The law firm of Kirby McInerney LLP announces that a class action lawsuit has been filed in the U.S. District Court for the Northern District of California on behalf of those who acquired Outset Medical, Inc. (“Outset”) (NASDAQ: OM) common stock from September 15, 2020 through June 13, 2022, both dates inclusive (the “Class Period”). Investors have until September 6, 2022 to apply to the Court to be appointed as lead plaintiff in the lawsuit.
Outset Medical is a medical technology company focused on kidney dialysis, the primary treatment for acute and chronic kidney failure. The Company’s flagship product is the Tablo Hemodialysis System (“Tablo”). Tablo is a dialysis machine that purifies tap water and then artificially purifies and removes toxins from the blood of patients suffering from kidney failure.
On May 5, 2022, the Company announced disappointing results for the first quarter of 2022, which analysts attributed, inter alia, to the untested nature of Tablo in the home setting. On this news, the price of Outset Medical common stock declined by $7.39 per share, or approximately 18.50%, from $39.94 per share to close at $32.55 per share on May 5, 2022.
On June 13, 2022, Outset Medical announced that the Food and Drug Administration (“FDA”) had forced the Company to hold all shipments of Tablo for use in the home until Tablo received proper regulatory clearance.

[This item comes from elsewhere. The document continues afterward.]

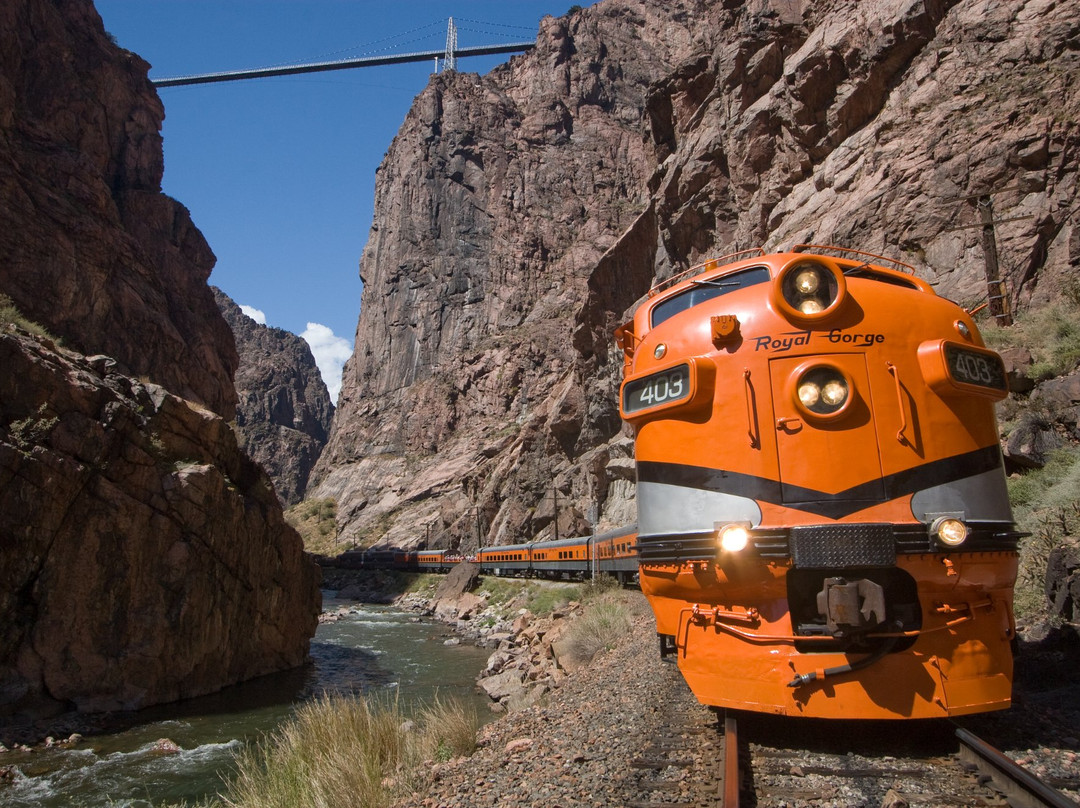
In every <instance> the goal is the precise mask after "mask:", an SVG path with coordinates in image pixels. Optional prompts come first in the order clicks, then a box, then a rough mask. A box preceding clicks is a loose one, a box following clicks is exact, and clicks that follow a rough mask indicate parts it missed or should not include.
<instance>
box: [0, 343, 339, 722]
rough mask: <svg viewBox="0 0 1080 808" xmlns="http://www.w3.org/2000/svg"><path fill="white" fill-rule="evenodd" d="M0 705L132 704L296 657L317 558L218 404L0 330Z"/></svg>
mask: <svg viewBox="0 0 1080 808" xmlns="http://www.w3.org/2000/svg"><path fill="white" fill-rule="evenodd" d="M0 363H2V366H3V368H4V373H3V374H0V425H3V426H2V428H0V536H2V537H3V541H2V542H0V615H2V616H3V619H2V620H0V714H3V713H10V712H14V713H15V714H30V715H32V714H37V713H41V712H49V711H51V710H58V709H62V708H64V706H68V705H75V706H77V708H78V709H79V710H81V711H100V710H131V709H135V708H140V706H145V705H147V704H154V703H158V702H163V701H173V700H176V699H180V698H187V697H191V696H200V695H203V693H206V692H212V691H214V690H218V689H220V688H221V686H222V685H224V684H229V683H234V682H241V681H244V679H247V678H252V677H254V676H258V675H261V674H265V673H270V672H272V671H279V670H284V669H286V668H295V666H296V665H298V664H300V663H302V662H303V661H305V660H306V658H307V652H308V638H309V637H310V636H311V635H312V634H313V633H314V629H315V622H316V618H318V604H319V600H318V587H319V571H318V569H316V568H315V567H314V566H313V565H312V564H311V563H310V562H308V561H306V560H305V557H303V554H302V547H301V543H300V538H299V536H297V535H296V533H295V531H294V530H293V529H292V528H291V527H288V525H286V524H285V522H284V519H283V516H282V513H281V507H280V506H279V503H278V500H276V498H275V496H274V493H273V487H272V485H271V484H270V481H269V479H268V477H267V476H266V474H265V473H264V472H262V470H261V469H259V467H258V466H257V464H255V463H254V462H253V461H252V460H249V459H248V458H247V457H246V456H245V455H244V454H243V453H242V452H241V450H240V449H239V448H238V446H237V441H235V437H234V435H233V433H232V431H231V429H230V428H229V425H228V423H226V421H225V420H222V419H221V418H220V417H219V416H217V415H215V414H214V413H212V412H210V410H208V409H206V408H204V407H201V406H199V405H197V404H192V403H191V402H188V401H185V400H183V399H180V398H178V396H176V395H173V394H172V393H170V392H168V391H166V390H165V389H164V388H162V387H160V386H158V385H153V383H150V382H140V381H138V380H136V379H133V378H131V377H130V376H125V375H122V374H120V373H118V372H117V369H116V367H117V363H116V362H113V361H112V360H111V359H109V358H107V356H105V355H96V356H92V358H89V359H87V358H84V356H82V355H81V354H77V353H72V352H70V351H66V350H63V349H59V348H57V347H56V346H55V345H53V344H52V342H51V341H49V340H41V339H38V338H33V337H30V336H28V335H26V334H24V333H19V332H18V331H17V329H14V328H12V327H10V326H9V327H8V328H5V329H4V331H2V332H0Z"/></svg>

During an “FDA Review Call” held that day with analysts, the Defendants acknowledged the “ship hold” had already been in place for weeks before investors were provided this material information, and that as a result of the shipment hold, the Company was “suspending our prior full-year and long-term guidance.” On this news, the price of Outset Medical stock declined by $6.95 per share, or approximately 34.05%, from $20.41 per share to close at $13.46 per share on June 14, 2022.
The lawsuit alleges throughout the Class Period, Defendants made false and/or misleading statements and/or failed to disclose that: (1) Defendants had “continuously made improvements and updates to Tablo over time since its original clearance” that required an additional 510(k) application; (2) as a result, the Company could not conduct a human factors study on a cleared device in accordance with FDA protocols; (3) the Company’s inability to conduct the human factors study subjected the Company to the likelihood of the FDA imposing a “shipment hold” and marketing suspension, leaving the Company unable to sell Tablo for home use; and (4) as a result, Defendants’ positive statements about the Company’s business, operations, and prospects were materially false and misleading and/or lacked a reasonable basis at all relevant times.